Gli antichi costruirono Valdrada sulle rive
d'un lago con case tutte verande una sopra l'altra e vie alte che affacciano
sull'acqua i parapetti a balaustra. Così il viaggiatore vede arrivando due
città: una diritta sopra il lago e una riflessa capovolta. Non esiste o avviene
cosa nell'una Valdrada che l'altra Valdrada non ripeta, perché la città fu
costruita in modo che ogni suo punto fosse riflesso dal suo specchio, e la
Valdrada giù nell'acqua contiene non solo tutte le scanalature e gli sbalzi
delle facciate che s'elevano sopra il lago ma anche l'interno delle stanze con
i soffitti e i pavimenti, la prospettiva dei corridoi, gli specchi degli
armadi.
Gli abitanti di Valdrada sanno che tutti i
loro atti sono insieme quell'atto e la sua immagine speculare, cui appartiene
la speciale dignità delle immagini, e questa loro coscienza vieta di
abbandonarsi per un solo istante al caso e all'oblio.
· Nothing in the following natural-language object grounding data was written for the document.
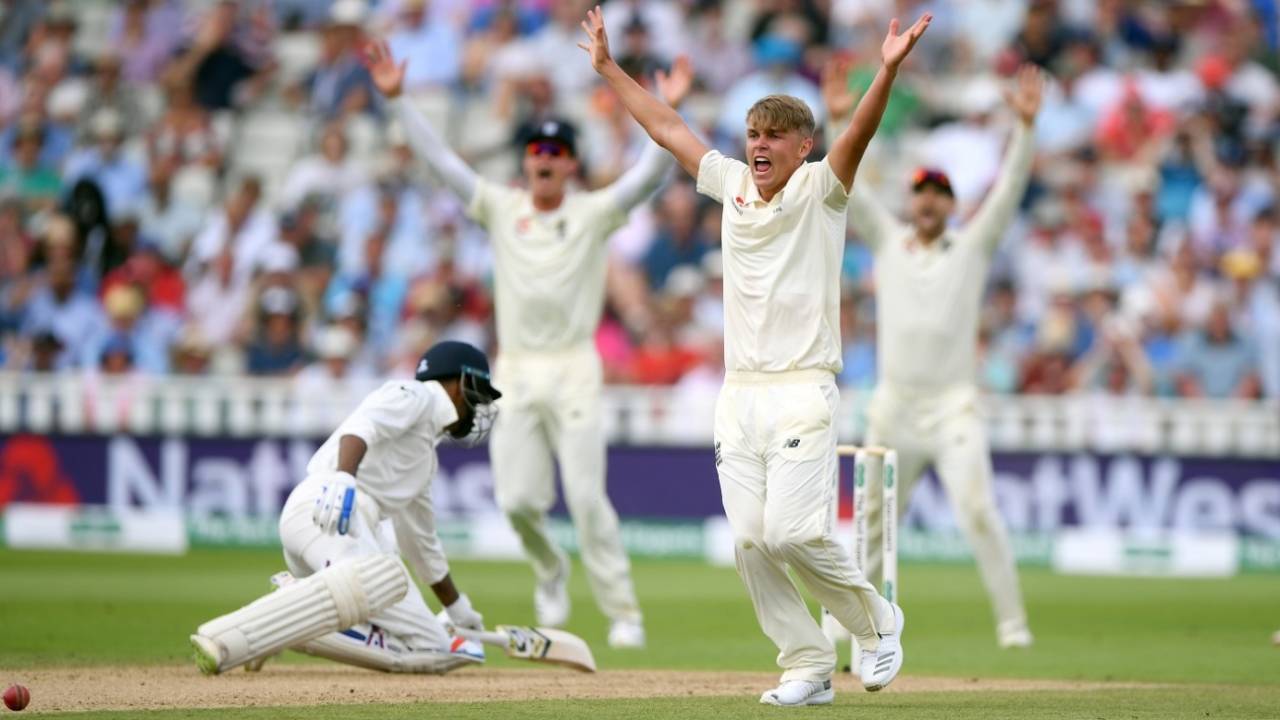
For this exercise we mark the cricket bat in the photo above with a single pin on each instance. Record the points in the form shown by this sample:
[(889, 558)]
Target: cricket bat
[(536, 645)]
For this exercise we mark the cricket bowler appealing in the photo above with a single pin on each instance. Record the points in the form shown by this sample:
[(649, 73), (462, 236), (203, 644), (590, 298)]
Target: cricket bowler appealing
[(784, 233), (549, 256), (365, 504), (929, 281)]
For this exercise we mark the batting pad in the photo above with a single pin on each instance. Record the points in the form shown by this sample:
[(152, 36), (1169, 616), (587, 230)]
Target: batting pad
[(334, 598), (351, 651)]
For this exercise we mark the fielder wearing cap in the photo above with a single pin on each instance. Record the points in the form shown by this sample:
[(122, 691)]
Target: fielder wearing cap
[(929, 281), (365, 504), (782, 242), (549, 264)]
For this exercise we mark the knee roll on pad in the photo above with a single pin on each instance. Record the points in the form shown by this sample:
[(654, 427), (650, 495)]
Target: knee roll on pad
[(332, 600)]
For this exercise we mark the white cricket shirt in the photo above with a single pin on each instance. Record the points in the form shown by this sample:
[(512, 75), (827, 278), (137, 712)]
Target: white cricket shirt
[(781, 265), (928, 296), (548, 267), (401, 422)]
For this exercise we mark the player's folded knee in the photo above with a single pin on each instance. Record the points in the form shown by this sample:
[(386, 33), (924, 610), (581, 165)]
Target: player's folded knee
[(583, 501), (790, 542)]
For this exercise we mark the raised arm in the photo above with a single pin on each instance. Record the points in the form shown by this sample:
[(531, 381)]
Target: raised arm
[(428, 145), (663, 123), (848, 150), (872, 220), (643, 178), (992, 217)]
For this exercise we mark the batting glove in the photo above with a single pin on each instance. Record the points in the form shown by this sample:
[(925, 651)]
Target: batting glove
[(336, 507), (462, 615)]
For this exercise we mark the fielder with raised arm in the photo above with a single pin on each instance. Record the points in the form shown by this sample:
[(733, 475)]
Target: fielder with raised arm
[(549, 259), (782, 238), (929, 279), (365, 504)]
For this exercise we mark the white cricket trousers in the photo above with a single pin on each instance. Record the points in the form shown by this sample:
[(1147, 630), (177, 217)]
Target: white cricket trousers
[(309, 550), (551, 405), (776, 458), (945, 429)]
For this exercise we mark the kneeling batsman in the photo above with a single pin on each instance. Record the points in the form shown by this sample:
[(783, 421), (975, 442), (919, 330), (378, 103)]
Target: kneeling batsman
[(366, 504)]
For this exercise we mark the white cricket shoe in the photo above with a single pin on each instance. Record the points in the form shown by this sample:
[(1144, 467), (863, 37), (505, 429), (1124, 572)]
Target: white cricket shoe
[(1014, 636), (626, 634), (551, 600), (880, 666), (794, 693)]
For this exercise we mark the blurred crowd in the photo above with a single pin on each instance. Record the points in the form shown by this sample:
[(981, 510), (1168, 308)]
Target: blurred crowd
[(215, 186)]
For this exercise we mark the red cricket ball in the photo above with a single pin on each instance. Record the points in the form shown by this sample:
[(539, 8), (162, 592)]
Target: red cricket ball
[(17, 697)]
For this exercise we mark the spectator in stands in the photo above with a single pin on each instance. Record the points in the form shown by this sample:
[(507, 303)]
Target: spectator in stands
[(720, 60), (147, 269), (1132, 131), (1180, 290), (243, 229), (679, 241), (106, 89), (383, 283), (327, 176), (659, 360), (58, 306), (191, 352), (23, 176), (394, 204), (146, 331), (54, 113), (339, 85), (17, 22), (170, 222), (433, 42), (220, 72), (1042, 39), (778, 58), (1114, 365), (858, 329), (556, 46), (45, 350), (122, 180), (278, 347), (1216, 361), (218, 299), (334, 350), (145, 35), (300, 229), (184, 133)]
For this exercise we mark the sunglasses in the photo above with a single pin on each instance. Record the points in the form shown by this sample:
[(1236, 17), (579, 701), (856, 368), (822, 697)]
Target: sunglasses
[(926, 176), (545, 147)]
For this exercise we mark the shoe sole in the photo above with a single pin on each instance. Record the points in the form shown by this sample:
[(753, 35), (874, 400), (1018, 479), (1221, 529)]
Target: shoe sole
[(206, 655), (896, 664), (824, 697)]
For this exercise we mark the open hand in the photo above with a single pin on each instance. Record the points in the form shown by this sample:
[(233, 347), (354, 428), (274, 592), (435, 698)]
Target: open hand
[(388, 74), (835, 87), (673, 85), (598, 42), (897, 46), (1025, 96)]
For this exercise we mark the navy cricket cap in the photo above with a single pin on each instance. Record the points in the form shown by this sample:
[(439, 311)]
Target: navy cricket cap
[(556, 131), (452, 359)]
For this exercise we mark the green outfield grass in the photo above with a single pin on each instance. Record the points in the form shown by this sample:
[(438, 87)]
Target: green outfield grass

Anche quando gli amanti
dànno volta ai corpi nudi pelle contro pelle cercando come mettersi per
prendere l'uno dall'altro più piacere, anche quando gli assassini spingono il
coltello nelle vene nere del collo e più sangue grumoso trabocca più affondano
la lama che scivola tra i tendini, non è tanto il loro accoppiarsi o trucidarsi
che importa quanto l'accoppiarsi o trucidarsi delle loro immagini limpide e
fredde nello specchio.
Lo specchio ora accresce il valore alle
cose, ora lo nega. Non tutto quel che sembra valere sopra lo specchio resiste
se specchiato. Le due città gemelle non sono uguali, perché nulla di ciò che
esiste o avviene a Valdrada è simmetrico: a ogni viso e gesto rispondono dallo
specchio un viso o gesto inverso punto per punto. Le due Valdrade vivono l'una
per l'altra, guardandosi negli occhi di continuo, ma non si amano.